Ora che lo guardo meglio, mi ricorda qualcuno ed è come se l’avessi già visto, ma non riesco a ricordare dove. Ma no, mi sbaglio sicuramente.
«C’è qualcosa che non va?» mi risolvo a domandare infine, decisa come sono a cercare di decifrare il suo sguardo.
Jake abbozza un sorriso e sembra più sollevato. «No, tutto a posto.

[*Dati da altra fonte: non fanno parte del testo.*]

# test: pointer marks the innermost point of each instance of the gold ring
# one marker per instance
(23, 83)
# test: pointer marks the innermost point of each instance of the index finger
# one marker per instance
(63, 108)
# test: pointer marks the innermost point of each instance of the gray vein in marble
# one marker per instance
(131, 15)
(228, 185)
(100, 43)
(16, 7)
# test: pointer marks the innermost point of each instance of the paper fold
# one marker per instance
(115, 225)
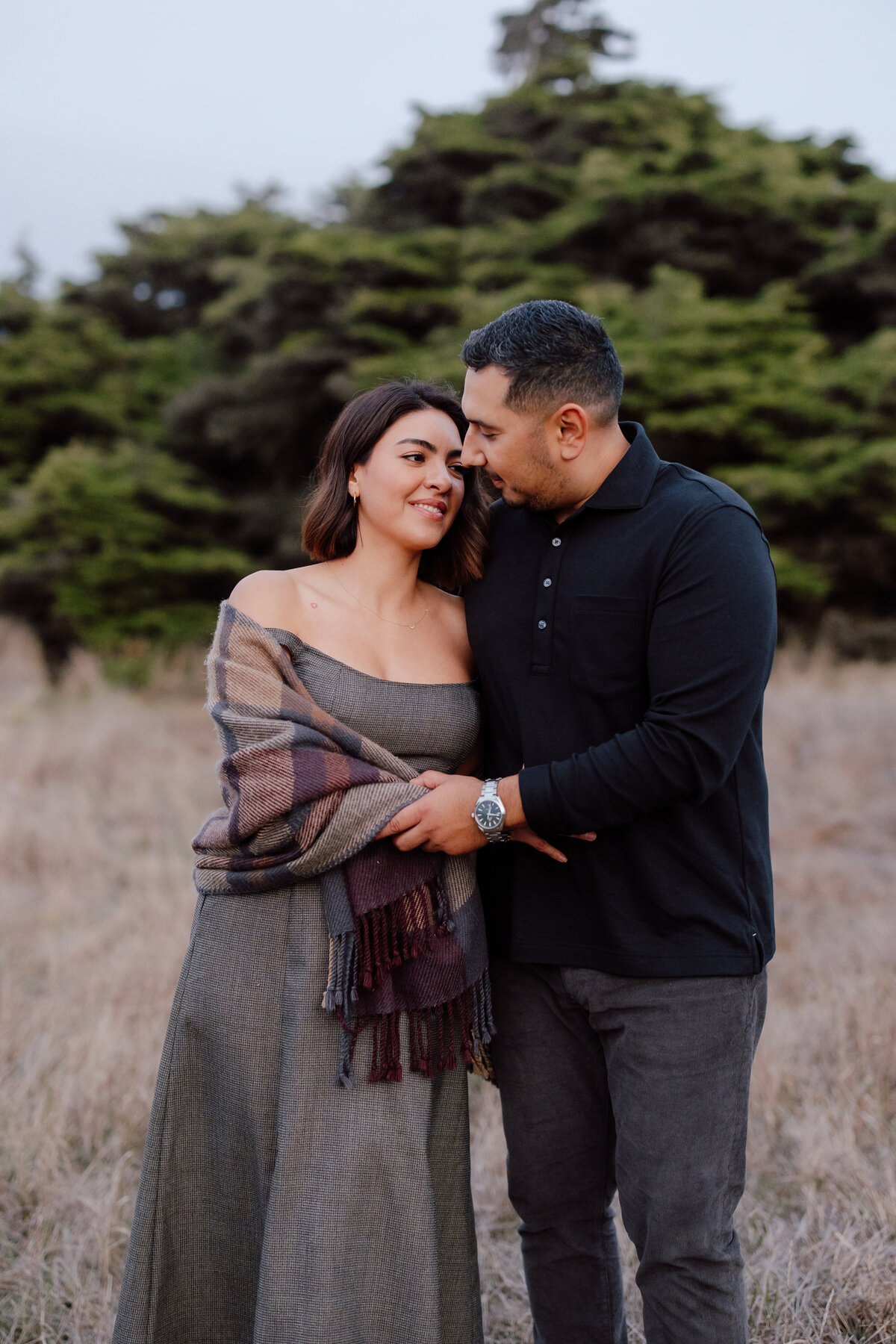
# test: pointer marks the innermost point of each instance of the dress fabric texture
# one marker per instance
(276, 1207)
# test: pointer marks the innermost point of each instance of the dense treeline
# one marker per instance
(159, 423)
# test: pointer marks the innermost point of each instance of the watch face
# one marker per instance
(489, 815)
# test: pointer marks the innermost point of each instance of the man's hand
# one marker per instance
(442, 823)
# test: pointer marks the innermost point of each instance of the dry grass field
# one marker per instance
(100, 793)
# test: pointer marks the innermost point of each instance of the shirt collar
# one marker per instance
(632, 479)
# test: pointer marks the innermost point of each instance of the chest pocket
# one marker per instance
(609, 644)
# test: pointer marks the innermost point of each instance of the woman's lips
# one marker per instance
(435, 511)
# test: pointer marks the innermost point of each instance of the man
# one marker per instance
(623, 632)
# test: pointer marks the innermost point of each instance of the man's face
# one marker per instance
(511, 447)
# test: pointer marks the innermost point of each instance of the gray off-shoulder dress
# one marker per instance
(276, 1207)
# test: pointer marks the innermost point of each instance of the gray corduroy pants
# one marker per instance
(640, 1085)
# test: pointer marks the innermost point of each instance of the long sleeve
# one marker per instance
(709, 651)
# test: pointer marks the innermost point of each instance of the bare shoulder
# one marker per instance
(267, 596)
(449, 611)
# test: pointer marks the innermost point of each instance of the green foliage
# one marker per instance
(748, 282)
(114, 546)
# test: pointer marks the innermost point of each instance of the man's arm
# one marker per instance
(709, 652)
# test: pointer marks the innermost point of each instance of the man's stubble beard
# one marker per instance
(541, 497)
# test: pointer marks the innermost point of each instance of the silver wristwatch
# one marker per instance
(489, 813)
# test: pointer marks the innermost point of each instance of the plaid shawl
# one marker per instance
(304, 797)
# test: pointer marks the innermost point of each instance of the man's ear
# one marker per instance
(571, 428)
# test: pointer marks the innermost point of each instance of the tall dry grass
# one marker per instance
(101, 792)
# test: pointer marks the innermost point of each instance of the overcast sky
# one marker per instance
(109, 108)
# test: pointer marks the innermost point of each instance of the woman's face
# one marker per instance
(411, 485)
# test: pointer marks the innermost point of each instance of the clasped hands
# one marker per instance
(442, 821)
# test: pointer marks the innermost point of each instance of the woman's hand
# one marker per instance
(523, 833)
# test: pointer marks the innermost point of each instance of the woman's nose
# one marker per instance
(438, 477)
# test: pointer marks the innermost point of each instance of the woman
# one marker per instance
(276, 1206)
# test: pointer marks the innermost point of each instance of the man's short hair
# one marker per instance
(553, 352)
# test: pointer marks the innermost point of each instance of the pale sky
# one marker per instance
(109, 108)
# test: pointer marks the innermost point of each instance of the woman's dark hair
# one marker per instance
(331, 523)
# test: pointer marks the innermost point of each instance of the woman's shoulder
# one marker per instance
(449, 611)
(267, 596)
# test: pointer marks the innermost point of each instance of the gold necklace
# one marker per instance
(403, 624)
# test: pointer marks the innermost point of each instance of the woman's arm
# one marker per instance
(472, 764)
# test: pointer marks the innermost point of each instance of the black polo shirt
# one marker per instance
(623, 656)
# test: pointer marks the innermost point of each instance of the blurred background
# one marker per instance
(220, 222)
(274, 226)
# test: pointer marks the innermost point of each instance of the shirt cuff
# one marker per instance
(541, 803)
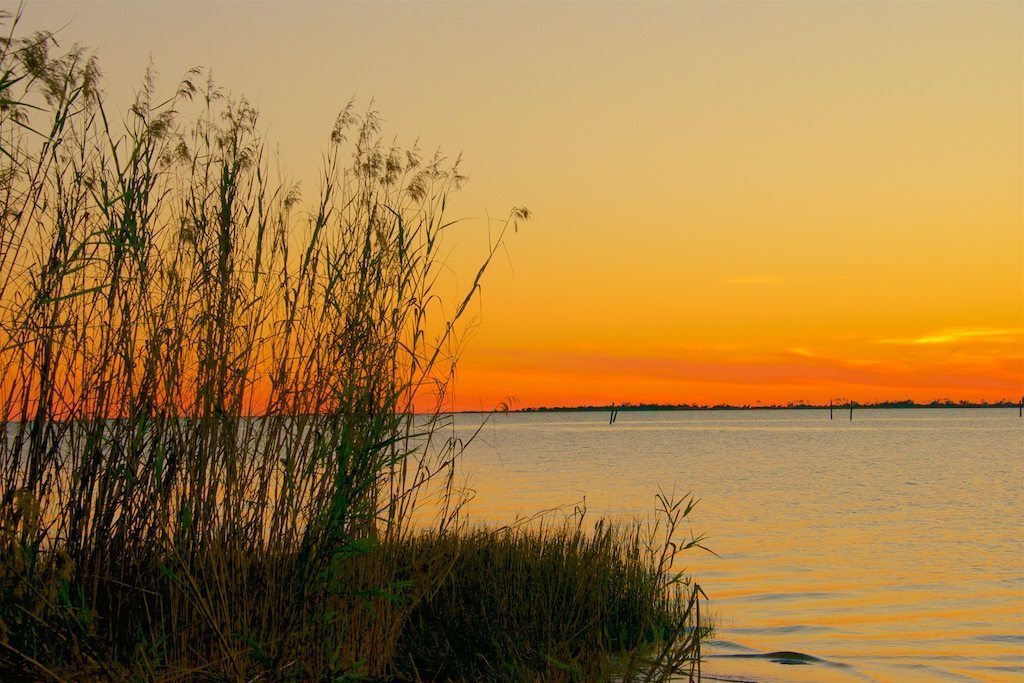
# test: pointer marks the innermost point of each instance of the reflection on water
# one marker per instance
(890, 548)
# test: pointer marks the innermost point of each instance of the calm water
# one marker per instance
(890, 548)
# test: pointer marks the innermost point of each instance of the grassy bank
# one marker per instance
(225, 399)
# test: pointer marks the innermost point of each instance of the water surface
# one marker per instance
(889, 548)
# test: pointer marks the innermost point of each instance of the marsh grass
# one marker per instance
(224, 402)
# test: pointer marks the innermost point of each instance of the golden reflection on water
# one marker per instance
(890, 548)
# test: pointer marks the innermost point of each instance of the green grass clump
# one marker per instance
(556, 602)
(224, 402)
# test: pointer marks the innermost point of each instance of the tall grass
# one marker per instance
(224, 402)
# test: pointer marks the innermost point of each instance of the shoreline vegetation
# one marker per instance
(795, 406)
(158, 290)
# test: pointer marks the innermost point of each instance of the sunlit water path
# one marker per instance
(889, 548)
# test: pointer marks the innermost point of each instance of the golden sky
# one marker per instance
(733, 202)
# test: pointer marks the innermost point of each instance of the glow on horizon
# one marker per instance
(732, 202)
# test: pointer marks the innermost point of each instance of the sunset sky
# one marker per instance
(732, 202)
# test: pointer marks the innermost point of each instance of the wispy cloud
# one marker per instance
(953, 336)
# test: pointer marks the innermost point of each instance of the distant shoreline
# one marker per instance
(628, 408)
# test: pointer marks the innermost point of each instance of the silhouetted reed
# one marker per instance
(224, 403)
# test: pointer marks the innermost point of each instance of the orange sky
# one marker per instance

Da dove vieni? Hai un accento particolare».
«Inverness, Scozia. E tranquillo, di’ pure che il nostro accento è pesante, tanto lo so e me ne rendo conto».
Fai pure la vittima adesso?
«Beh, un americano non può mai criticare l’accento di una scozzese, non trovi? Non siamo esattamente come quei perfettini degli inglesi. – ridacchia – E’ per questo che…?».
Lo interrompo, sapendo già cosa sta per chiedermi. «Che guidavo come una folle in preda ad una crisi di panico? Sì».
«Io avrei detto come una persona molto spaventata, a dire il vero. Immagino che guidare con il volante dall’altro lato sia parecchio difficile…».
«Più di quanto immagini, credimi! E’ stressante e avvilente, una cosa che non auguro davvero a nessuno».
Adesso che stavo iniziando a sbloccarmi e a riacquisire la capacità di esprimermi un po’ meglio di un macaco, la donna sulla sessantina (a.k.a. la giovanile zietta) viene verso di noi e si para davanti al tavolo.
«Posso portarvi qualcosa, cari?» chiede rivolta a Jake, che però ha occhi solo per me (sì, magari!).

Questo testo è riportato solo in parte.